It seems there are plenty of licenses already, GPL, GFDL, CC-BY-SA, attempts at hardware licenses such as TAPR Open Hardware License.
But hardware means physical goods, and physical goods have many properties that are very different from software. Many licenses come from a background of digital goods. The purpose of a copyleft hardware license should not be to tie people down, force them into certain behavior. It's more important to write down the guidelines and principles on which people who believe in copyleft hardware operate. Similar to Debian's Social Contract with the Free Software Community.
So from having met with and talked to many copyleft hardware pioneers, I will write down some principles and behavior that I have seen them valuing and following in their decision making. Over time maybe this can become a properly worded document, right now I am just jotting down my thoughts since Jon forced me to...
 Social Contract with the Free Software Community
- Software on our devices will remain 100% free
We promise that hardware we sell will only run free software as per the FSF guidelines (did they finally publish something?). We will support people who create or use both free and non-free works on our hardware. We will never make the system require the use of a non-free component.
- be friendly to people that want to use your equipment
- support alternative/recyling/non-commercial projects
- software is downloadable and can thus be multiplied at negligible cost. hardware cannot. but we can share hardware, a lot. Huge amounts of expensive test gear are locked away in labs and unused 90% of the time. Sharism.

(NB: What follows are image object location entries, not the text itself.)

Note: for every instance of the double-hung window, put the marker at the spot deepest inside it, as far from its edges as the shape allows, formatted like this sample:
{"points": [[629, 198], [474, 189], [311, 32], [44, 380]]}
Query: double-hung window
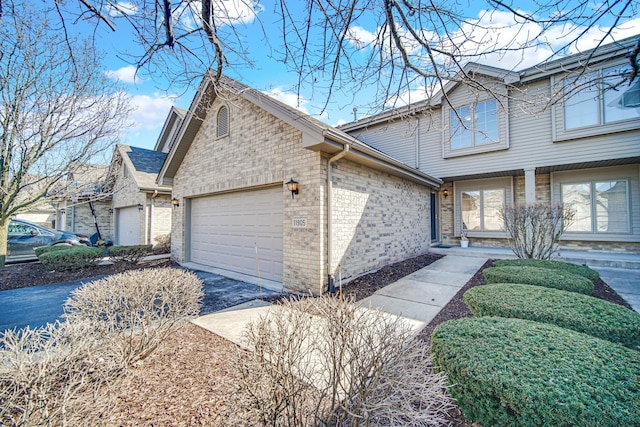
{"points": [[474, 125], [601, 206], [600, 97], [481, 209]]}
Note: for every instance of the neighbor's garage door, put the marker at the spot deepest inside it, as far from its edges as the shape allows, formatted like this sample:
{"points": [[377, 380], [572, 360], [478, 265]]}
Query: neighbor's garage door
{"points": [[226, 228], [128, 226]]}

- offer hardware with same terms for everybody, same pricing
- shipping, reach people in remote areas, fair shipping prices
- value the inventors and creators, patent system broken. How to promote the work of the copyleft hardware pioneers, how to credit them? advertisement clause?
- access to internal findings, empirical data, research results, test setups
- sharism for expensive tools, scopes, spectrum analyzers, protocol analyzers, laser cutters, test chambers, x-ray machines. copyleft hardware company should be like hacklab.

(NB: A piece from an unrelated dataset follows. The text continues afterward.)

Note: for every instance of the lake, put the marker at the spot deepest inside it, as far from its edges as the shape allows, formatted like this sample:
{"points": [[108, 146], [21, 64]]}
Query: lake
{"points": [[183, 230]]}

- access to EVBs, prototypes, unused parts. Loan stuff, ask it back, or after finish send to the next person. Be careful with stuff, keep everything in good shape.
- production should use free software as well
- we acknowledge the need to use proprietary software in some places, such as IC design, board-level design, mechanical design, test equipment. Will work on free replacements over time, but not jeopardize today's hardware production.